Though those are US only, similar tech is available for worldwide maps.

Compare:

<http://www.library.ethz.ch/exhibit/imhof/images/d1.1.jpg>

[http://hikebikemap.de/?zoom=9&lat=46.58402&lon=7.946...](http://hikebikemap.de/?zoom=9&lat=46.58402&lon=7.94684&layers=00B00TFFFF)

[http://hikebikemap.de/?zoom=9&lat=46.58402&lon=7.946...](http://hikebikemap.de/?zoom=9&lat=46.58402&lon=7.94684&layers=B0000TFFFF)

The primary differences are choice of colorscheme and the fact that the OSM
examples are targetted at screen DPI and the paper map was probably intended
to be wall mounted.

That's not a limitation of OSM, you can target different resolutions and print
to large paper too, it's just not as common.
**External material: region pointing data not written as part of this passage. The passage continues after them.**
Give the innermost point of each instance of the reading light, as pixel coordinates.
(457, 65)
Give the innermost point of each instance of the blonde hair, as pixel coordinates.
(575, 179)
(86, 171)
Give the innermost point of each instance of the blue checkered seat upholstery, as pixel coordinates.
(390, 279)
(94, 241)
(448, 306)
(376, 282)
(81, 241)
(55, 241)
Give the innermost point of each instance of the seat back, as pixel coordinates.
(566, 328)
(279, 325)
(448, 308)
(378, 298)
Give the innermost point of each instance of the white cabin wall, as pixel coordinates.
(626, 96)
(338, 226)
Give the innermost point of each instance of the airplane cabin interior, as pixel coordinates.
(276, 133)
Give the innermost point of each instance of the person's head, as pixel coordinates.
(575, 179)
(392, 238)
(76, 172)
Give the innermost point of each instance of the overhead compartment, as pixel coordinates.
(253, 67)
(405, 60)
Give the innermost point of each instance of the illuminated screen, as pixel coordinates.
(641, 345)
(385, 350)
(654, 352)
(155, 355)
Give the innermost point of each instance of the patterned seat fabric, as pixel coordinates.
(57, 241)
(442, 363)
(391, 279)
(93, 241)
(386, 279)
Here's an example:

[http://wiki.openstreetmap.org/wiki/File:3274048625_815c60625...](http://wiki.openstreetmap.org/wiki/File:3274048625_815c60625e.jpg)

------
ChrisNorstrom
I. Want. That. Watercolor Filter. It is beautiful and warm, and makes me
happy. How can I get it, how can I use it? I checked the site and their blog
but can't find anything about it.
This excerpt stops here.